MorningWord 8/20/14: $AAPL No-Brainer No More

by Dan August 20, 2014 9:27 am • Commentary

When it’s all said and done, no matter what happens from here, Carl Icahn will reign as the king of this bull run of the last few years.  Make no mistake, the guy has had the Midas Touch.  Consider the following trades:  his buy of Netflix (NFLX) in late 2012, registering gains of more than 300% in a little more than year; calling a bottom in Apple last summer, which might have been a tad out of his wheelhouse; and his recent interest in Family Dollar (FDO), which is up more than 40% in the past 3 months.

Some may wonder after such amazing short term success if his targets and their subsequent rises are not merely sell-fulfilling prophecies.  Just the rumor of his involvement can send a stock up 5 to 10% in a heartbeat (Whole Foods from a couple weeks ago: here).  While the FDO stake demonstrates his continued interest in single stock stories as recently as early July, Mr. Icahn was quoted with a guarded stance towards the opportunity set before him, from Reuters July 10th:

“In my mind, it is time to be cautious about the U.S. stock markets,”

“While we are having a great year, I am being very selective about the companies I purchase.”

Duly noted.  Which makes yesterday’s commentary from Icahn on Twitter regarding his sizable Apple stake all the more interesting:

@Carl_C_Icahn Twitter Feed from 8/19/14
@Carl_C_Icahn Twitter Feed from 8/19/14

Call it what you like, I’d call it a victory lap. I guess from a pure sentiment standpoint this is not exactly the sort of thing that would make me feel better about my Apple holding as it gets back to the previous all time highs. I don’t mean to take anything away from his call, or his transparency on the position, it just smacks a bit of complacent cheerleading, that’s all.

Obviously, the financial media is in a tizzy about Apple trading at par and back at the prior highs, but to me it seems that the sentiment towards the stock is getting fairly similar to August/September 2012 just prior to the company’s launch of the iPhone 5, the last time the stock approached these levels.  Most Apple watchers were in agreement that $100 was in the cards prior to the new phone launch, especially once it got above and held $90.  Remember the followers of Larry Livingston, the protagonist of the infamous trading bible, Reminiscences of a Stock Operator, by Edwin Lefèvre – stock’s that get to $90 get to par, and then up $10, $20 maybe $30.  It’s entirely possible we see that in AAPL, but I am not sure that observation holds for the largest market cap company the world has ever seen.

I suspect AAPL’s price action at these levels will be the stuff that writes trading books for years to come.

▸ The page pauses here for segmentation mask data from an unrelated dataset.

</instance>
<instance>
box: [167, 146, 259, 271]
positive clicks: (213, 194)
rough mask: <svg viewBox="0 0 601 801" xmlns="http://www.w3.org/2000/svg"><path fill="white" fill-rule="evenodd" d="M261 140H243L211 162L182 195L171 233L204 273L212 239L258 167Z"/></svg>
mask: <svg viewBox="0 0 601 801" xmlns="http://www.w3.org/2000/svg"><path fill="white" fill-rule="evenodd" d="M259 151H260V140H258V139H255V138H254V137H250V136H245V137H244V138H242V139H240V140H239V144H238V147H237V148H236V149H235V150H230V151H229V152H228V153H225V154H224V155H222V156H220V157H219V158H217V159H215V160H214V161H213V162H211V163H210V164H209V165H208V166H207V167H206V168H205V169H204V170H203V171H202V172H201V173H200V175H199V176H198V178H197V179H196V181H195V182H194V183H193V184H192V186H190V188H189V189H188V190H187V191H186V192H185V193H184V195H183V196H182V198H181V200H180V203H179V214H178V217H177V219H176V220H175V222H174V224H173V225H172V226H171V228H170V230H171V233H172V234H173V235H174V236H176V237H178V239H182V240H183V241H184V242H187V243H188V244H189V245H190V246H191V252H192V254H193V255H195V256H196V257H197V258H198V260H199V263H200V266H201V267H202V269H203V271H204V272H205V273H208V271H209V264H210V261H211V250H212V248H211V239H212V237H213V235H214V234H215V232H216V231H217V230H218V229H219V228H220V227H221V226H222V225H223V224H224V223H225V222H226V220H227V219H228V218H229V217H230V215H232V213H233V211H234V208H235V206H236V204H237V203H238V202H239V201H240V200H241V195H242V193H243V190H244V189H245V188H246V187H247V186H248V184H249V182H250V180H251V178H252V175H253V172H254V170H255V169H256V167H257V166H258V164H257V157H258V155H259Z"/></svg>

Is it setting up to be the mother of all double tops with a similar set up into the iPhone 6 launch as to the iPhone 5? Or will AAPL once again pull a rabbit out of the hat and demonstrate the story of innovation that drove the stock’s resurgence over the last decade?  Your guess is as good as mine, but it is important for us non-billionaires to remember, there are NO “no-brainers” in investing.

AAPL 5yr chart from Bloomberg
AAPL 5yr chart from Bloomberg

On the run up to the highs in 2012, many bulls dismissed those who suggested that despite a stock valuation well below a market multiple, the company would not be immune to the law of large numbers.  The stock’s 45% peak to trough decline from Sept 2012 to June 2013 was a clear affirmation of the growth speed bump that was inevitable for a company that had gone from $76 billion in sales in 2010 to $164 billion in 2012.  I think it is also important to note that for those who think that AAPL remains a “no-brainer” from current levels, the company is expected to report earnings for the fiscal 2014 equivalent to that of 2012, despite buying back more than $50 billion of stock since the end of fiscal 2012.  I would also note that gross margins in fiscal 2012 were at their peak at 43.87% vs the expected 38.53% (per Bloomberg consensus) for fiscal 2014, a six year low.

I don’t mean to rain on the Apple parade, but the stock faces the same headwinds that it did back in September 2012. Despite (or at least accounting for) the enthusiasm for fabulous new products, both then and now.  Can Apple again be a double digit eps grower again?  No doubt. All they have to do is continue to listen to Mr. Icahn and lever up and buy back stock with the $130 billion in net cash on their balance sheet.  The stock is amazingly cheap when you ex-out that cash, as it was back in September 2012.

Trust me, I am not calling a top on Apple.  If the company does live up to their increasing unit expectations for iPhone 6, if they re-invent digital music with Beats, if they introduce a suite of services including payments, if they figure out how to grow iPad units in the enterprise, if they finally deliver on more than a hobby in the living room/connected home, if they dominate wearables and create a new category and continue to make inroads into China, then yes, Apple will be the first Trillion dollar market cap company.

But recent history tells us that having multiple consumer hits at the same time will be a tall task.  The likelihood of the stock rising 30- 50% from here, without a meaningful pullback or a long basing period, is not great.